Eugene W. Grant, mayor of Seat Pleasant in Prince George’s County and one of only two officials on hand for the emergency meeting, told the AFRO that the forum “was an opportunity to expose the challenges within the elected leadership of PG County.”

“ was an opportunity to understand the power of elected leaders and their responsibility and their failures at their responsibilities to legitimately work on behalf of these contractors to ensure that they get contracts,” Grant said. “Once they get the contracts, they can hire their own people, and it begins this cyclical effect that undergirds the economic progress of our communities.”

Grant told the crowd that officials of the County speak often of it as the most affluent and educated Black community in the region, but openly neglect to establish an economic base for African Americans within it by refusing to support Black businesses in the face of developers.

“At some point we have to stop electing people from the plantation and begin electing people who are free, have free thought, are bold, and who will speak the truth. If you had the right type of officials in place, you would not need an emergency meeting; you’d have everything you need,” Grant said.

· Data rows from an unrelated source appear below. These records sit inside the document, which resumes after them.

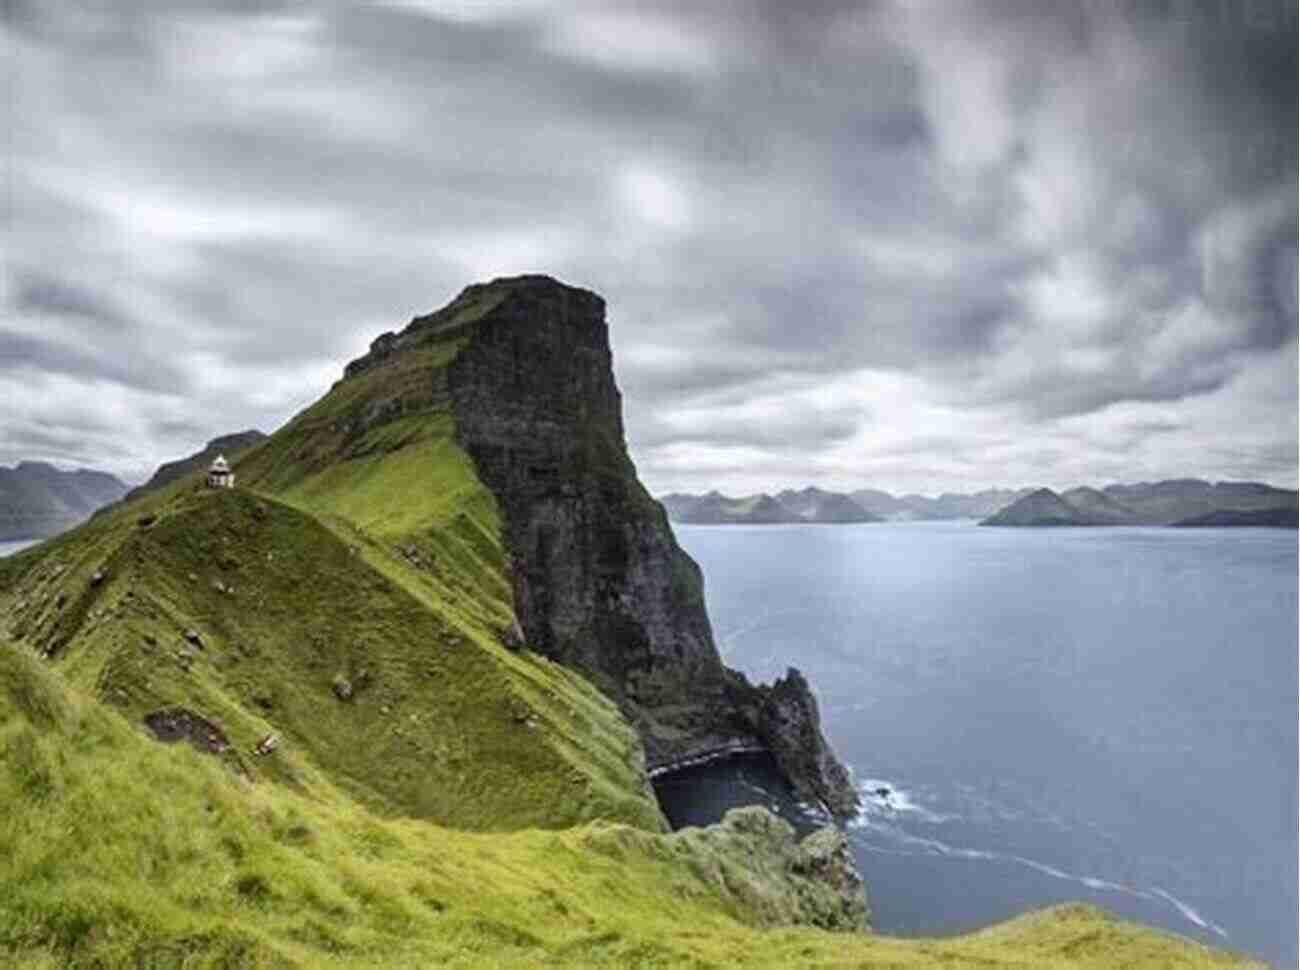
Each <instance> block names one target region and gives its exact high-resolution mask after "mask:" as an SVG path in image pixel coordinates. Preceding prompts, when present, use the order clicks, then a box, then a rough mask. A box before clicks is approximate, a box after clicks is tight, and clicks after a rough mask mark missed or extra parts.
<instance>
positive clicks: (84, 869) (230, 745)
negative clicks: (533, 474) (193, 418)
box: [0, 286, 1249, 970]
mask: <svg viewBox="0 0 1300 970" xmlns="http://www.w3.org/2000/svg"><path fill="white" fill-rule="evenodd" d="M499 299H500V293H499V291H498V290H494V289H493V287H490V286H489V287H471V289H469V290H467V291H465V294H464V295H463V296H461V298H459V299H458V300H456V302H454V303H452V304H451V306H450V307H447V308H446V309H443V311H439V312H438V313H435V315H432V316H430V317H425V319H422V320H421V321H417V324H419V326H416V328H415V329H413V332H411V333H412V339H411V341H408V342H407V345H406V347H404V348H403V350H402V352H399V354H394V355H391V356H387V358H380V359H377V360H376V361H373V363H372V365H370V367H368V368H365V369H361V371H359V372H356V373H355V376H354V377H351V378H348V380H346V381H341V382H339V384H337V385H335V386H334V387H333V389H331V390H330V393H329V394H328V395H326V397H325V398H322V399H321V400H320V402H317V403H316V404H313V406H312V407H309V408H307V410H305V411H304V412H302V413H300V415H298V416H296V417H295V419H294V420H292V421H290V424H289V425H286V426H285V428H283V429H281V430H279V432H278V433H277V434H274V436H273V437H272V438H270V439H268V441H266V442H264V443H261V445H259V446H256V447H253V449H251V450H250V451H248V452H246V454H244V455H242V456H240V459H239V462H238V467H237V472H238V476H239V481H240V489H239V490H235V492H217V493H213V492H208V490H205V489H203V488H201V486H200V485H199V480H198V478H196V477H194V476H191V477H190V478H186V480H182V481H178V482H175V484H173V485H170V486H168V488H165V489H162V490H160V492H157V493H151V494H148V495H146V497H143V498H140V499H139V501H135V502H131V503H130V505H126V506H118V507H116V508H112V510H109V511H107V512H104V514H103V515H99V516H96V518H95V519H94V520H92V521H90V523H87V524H86V525H83V527H81V528H79V529H75V531H73V532H70V533H66V534H64V536H60V537H57V538H55V540H52V541H49V542H45V544H43V545H42V546H38V547H35V549H31V550H26V551H25V553H22V554H18V555H16V557H12V558H6V559H0V805H3V806H4V809H3V811H0V889H3V891H0V965H4V966H9V965H13V966H23V967H26V966H32V967H96V970H120V969H125V967H186V969H187V970H194V969H199V967H221V969H224V970H235V969H244V967H373V966H380V967H428V966H448V967H599V966H608V967H693V969H694V970H706V969H708V967H733V966H754V967H794V966H798V967H865V966H889V967H900V969H904V967H937V966H945V967H950V966H980V967H1045V969H1047V970H1052V969H1053V967H1061V969H1065V967H1115V966H1158V967H1226V966H1248V965H1249V963H1247V962H1244V961H1238V960H1235V958H1232V957H1231V956H1227V954H1223V953H1218V952H1210V950H1208V949H1205V948H1203V947H1200V945H1196V944H1193V943H1190V941H1186V940H1182V939H1178V937H1173V936H1169V935H1165V934H1158V932H1154V931H1148V930H1143V928H1139V927H1134V926H1128V924H1123V923H1118V922H1114V921H1112V919H1110V918H1108V917H1105V915H1104V914H1101V913H1099V911H1097V910H1093V909H1088V908H1080V906H1071V908H1061V909H1054V910H1048V911H1044V913H1040V914H1035V915H1031V917H1026V918H1023V919H1018V921H1013V922H1010V923H1006V924H1002V926H997V927H992V928H989V930H985V931H983V932H979V934H972V935H969V936H963V937H959V939H952V940H893V939H888V937H881V936H871V935H845V934H831V932H824V931H819V930H815V928H788V927H789V924H790V923H792V922H800V923H803V924H807V923H819V922H827V923H829V922H831V921H829V919H828V914H827V910H826V905H827V898H828V897H827V896H826V893H824V891H823V889H819V887H818V885H815V884H813V883H810V882H809V880H806V879H803V878H802V876H801V874H800V870H798V856H797V852H796V848H794V845H793V843H792V840H790V836H789V833H788V832H783V828H781V827H783V826H784V823H777V822H775V820H772V819H771V818H770V817H767V815H766V814H763V813H759V814H758V815H748V817H746V815H742V817H741V818H740V819H738V820H736V819H732V820H731V822H735V824H727V826H722V827H712V828H710V830H705V831H689V832H682V833H676V835H666V833H664V832H663V819H662V817H660V814H659V810H658V806H656V805H655V801H654V797H653V793H651V791H650V789H649V785H647V781H646V779H645V774H643V770H642V765H641V748H640V744H638V741H637V737H636V735H634V732H633V729H632V728H630V727H629V724H628V723H627V720H625V719H624V718H623V716H621V715H620V713H619V711H617V709H616V707H615V706H614V705H612V703H611V702H610V701H607V700H606V698H604V697H603V696H602V694H599V693H598V692H597V690H595V689H594V688H593V687H591V685H590V684H589V683H588V681H586V680H584V679H582V677H580V676H577V675H576V674H573V672H571V671H568V670H565V668H563V667H559V666H558V664H554V663H551V662H549V661H546V659H545V658H541V657H538V655H536V654H533V653H532V651H529V650H526V649H524V650H507V649H504V648H503V646H502V642H500V637H502V631H504V629H506V628H508V627H510V624H511V623H512V620H513V610H512V603H511V584H510V580H508V570H510V563H508V558H507V555H506V551H504V549H503V547H502V544H500V518H499V510H498V508H497V505H495V499H494V497H493V495H491V493H489V492H487V489H486V488H485V486H484V485H482V482H480V481H478V478H477V476H476V475H474V469H473V464H472V462H471V460H469V458H468V456H467V455H465V454H464V452H463V451H461V450H460V449H459V447H458V446H456V443H455V437H454V430H455V429H454V425H452V419H451V413H450V402H448V399H447V387H446V374H445V369H446V365H447V364H448V363H450V361H451V360H452V359H454V358H455V355H456V354H458V352H459V350H460V347H463V346H464V341H465V338H467V333H468V329H467V328H471V326H472V325H473V322H474V320H476V319H478V317H481V316H482V313H486V312H490V309H491V308H493V307H494V306H497V304H498V303H499ZM617 454H620V455H621V454H623V452H621V451H619V452H617ZM610 455H615V451H614V450H611V446H610V442H601V441H593V442H588V443H586V447H585V450H584V451H582V456H584V460H590V462H604V463H606V464H607V467H604V465H602V468H603V471H604V472H607V473H608V475H611V476H623V475H633V472H632V469H630V465H627V467H624V463H625V455H624V456H623V458H621V459H619V460H617V462H614V460H610ZM632 486H633V495H632V498H633V501H642V499H643V501H645V502H651V499H650V498H649V495H645V493H643V490H641V489H640V485H638V484H636V482H634V481H633V482H632ZM655 510H656V514H660V515H662V512H659V511H658V506H655ZM675 581H676V583H677V584H679V585H680V586H681V589H682V596H684V597H685V596H688V594H689V596H699V576H698V575H695V573H694V572H693V571H689V570H685V568H684V570H682V573H681V575H680V576H676V577H675ZM177 707H183V709H186V710H188V711H192V713H194V714H195V715H198V716H201V718H204V719H205V720H207V722H211V723H212V724H213V726H216V727H217V728H218V729H220V740H221V744H220V745H214V746H218V748H220V749H221V750H218V752H200V750H196V749H195V748H192V746H190V745H188V744H186V742H175V744H160V742H157V741H155V740H153V739H152V737H151V736H149V735H148V732H147V729H146V727H144V718H146V716H147V715H149V714H153V713H157V711H160V710H174V709H177ZM270 733H276V735H278V736H279V737H281V740H282V744H281V746H279V749H278V750H277V752H276V753H274V754H272V755H269V757H257V755H256V754H253V748H255V746H256V744H257V742H259V741H260V740H261V739H264V737H266V736H268V735H270ZM865 875H866V876H867V880H868V884H870V872H867V874H865ZM783 926H784V927H787V928H781V927H783Z"/></svg>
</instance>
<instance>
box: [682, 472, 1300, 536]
mask: <svg viewBox="0 0 1300 970" xmlns="http://www.w3.org/2000/svg"><path fill="white" fill-rule="evenodd" d="M660 502H663V506H664V508H666V510H667V511H668V516H669V518H671V519H672V520H673V521H680V523H688V524H698V525H729V524H737V525H738V524H751V525H753V524H780V523H823V524H846V523H876V521H936V520H957V519H976V520H982V524H984V525H1219V527H1222V525H1291V527H1292V528H1294V527H1295V524H1296V492H1294V490H1288V489H1278V488H1273V486H1271V485H1264V484H1260V482H1208V481H1201V480H1199V478H1174V480H1169V481H1158V482H1139V484H1135V485H1108V486H1105V488H1104V489H1095V488H1088V486H1080V488H1074V489H1070V490H1067V492H1063V493H1056V492H1053V490H1052V489H984V490H983V492H974V493H944V494H943V495H939V497H936V498H931V497H928V495H918V494H906V495H892V494H889V493H888V492H881V490H879V489H859V490H857V492H849V493H839V492H827V490H824V489H818V488H806V489H801V490H797V492H796V490H787V492H779V493H776V494H775V495H774V494H767V493H759V494H755V495H744V497H740V498H732V497H728V495H723V494H722V493H719V492H708V493H706V494H703V495H693V494H685V493H672V494H668V495H663V497H662V498H660ZM1288 516H1290V518H1288Z"/></svg>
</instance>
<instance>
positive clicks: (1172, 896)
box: [1152, 885, 1229, 940]
mask: <svg viewBox="0 0 1300 970" xmlns="http://www.w3.org/2000/svg"><path fill="white" fill-rule="evenodd" d="M1152 892H1153V893H1156V895H1157V896H1160V897H1161V898H1164V900H1165V901H1166V902H1169V904H1170V905H1171V906H1173V908H1174V909H1177V910H1178V911H1179V913H1182V914H1183V915H1184V917H1186V918H1187V919H1191V921H1192V922H1193V923H1196V924H1197V926H1199V927H1201V928H1204V930H1209V931H1212V932H1217V934H1218V935H1219V936H1222V937H1223V939H1225V940H1226V939H1227V937H1229V936H1227V931H1226V930H1225V928H1223V927H1222V926H1219V924H1218V923H1213V922H1210V921H1209V919H1206V918H1205V917H1203V915H1201V914H1200V913H1197V911H1196V910H1195V909H1192V908H1191V906H1188V905H1187V904H1186V902H1183V901H1182V900H1179V898H1177V897H1174V896H1173V895H1170V893H1167V892H1165V891H1164V889H1161V888H1160V887H1158V885H1154V887H1152Z"/></svg>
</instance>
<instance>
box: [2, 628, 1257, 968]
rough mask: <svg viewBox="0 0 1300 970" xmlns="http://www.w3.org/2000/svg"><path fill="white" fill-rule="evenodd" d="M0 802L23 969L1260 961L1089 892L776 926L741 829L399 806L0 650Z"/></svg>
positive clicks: (972, 965)
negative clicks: (143, 733)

An impassioned Grant echoed sentiments of several speakers during the forum, including those of Maryland business owner Melvin Forbes that the crisis many citizens faced in securing business contracts came as a direct result of a lack of oversight among County leaders.

“We’ve purchased the bus, have allowed others to ride the bus, and somehow we have once again ended up on the back of the bus,” said Forbes. “We have to get to a point with our votes that we acknowledge that just because you’re my color don’t mean you’re my kind. Prince Georges County, we have got to stop electing people just because they look like us.”